The function takes a list of `(CalTo, [CalFrom])` tuples. The goal is to consolidate these
tuples by merging `CalToArgs` that have identical `[CalFrom]` lists (same calibration
application) into fewer entries, combining their data selections (e.g., union of antenna
sets), provided the merged selection doesn't overlap with selections tied to different
calibrations. Overlap occurs if two `CalToArgs` share at least one element in each
dimension (`vis`, `antenna`, `field`, `spw`, `intent`).

The current process:

1. **Groups by MS:** Partitions tuples by their measurement set (`vis`).
2. **Hashes CalFrom Lists:** Creates a unique hash for each `[CalFrom]` list to group
   `CalToArgs` with the same calibration.
3. **Iterative Merging:** For each group, iteratively attempts to merge each `CalToArgs`
   with existing merged selections, checking for conflicts with selections having
   different calibrations. If no conflict, it merges; if a conflict exists, it keeps them
   separate.

The inefficiency lies in the iterative merging and conflict checking. For each `CalToArgs` in a
group:

- It tries to merge with each existing merged selection.
- For each merge attempt, it checks if the proposed merged selection overlaps with
  all selections having different calibrations (`other_data_selections`).

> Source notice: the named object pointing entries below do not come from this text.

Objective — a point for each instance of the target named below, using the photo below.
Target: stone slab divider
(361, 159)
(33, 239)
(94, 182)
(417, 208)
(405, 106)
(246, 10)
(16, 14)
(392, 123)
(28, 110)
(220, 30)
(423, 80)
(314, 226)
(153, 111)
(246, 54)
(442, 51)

This involves set intersection checks across multiple dimensions, repeated for every
merge attempt. A more efficient strategy that avoids iterative merging could be:

1. Identify all `CalToArgs` with the same calibration that can be merged safely in one
   pass.
2. Merge them at once, reducing redundant conflict checks.

[^1]: See section on [Interval Tree State Representation](#interval-tree-state-representation).

[^2]: This was the case in 2019, because CASA callibrary did not support all the pre-apply parameters offered by CASA tasks used by the pipeline. Specifically, the CASA callibrary did not support the `gainfieldmap` argument, and was incapable of pre-applying calibrations that reference multiple fields. CASA's CalLibrary implementation may have matured since then.

[^3]: This environment variable was introduced as a feature flag during initial pipeline integration with CASA callibrary, allowing integration to be disabled should issues arise. It is likely that this variable is now redundant and could be removed.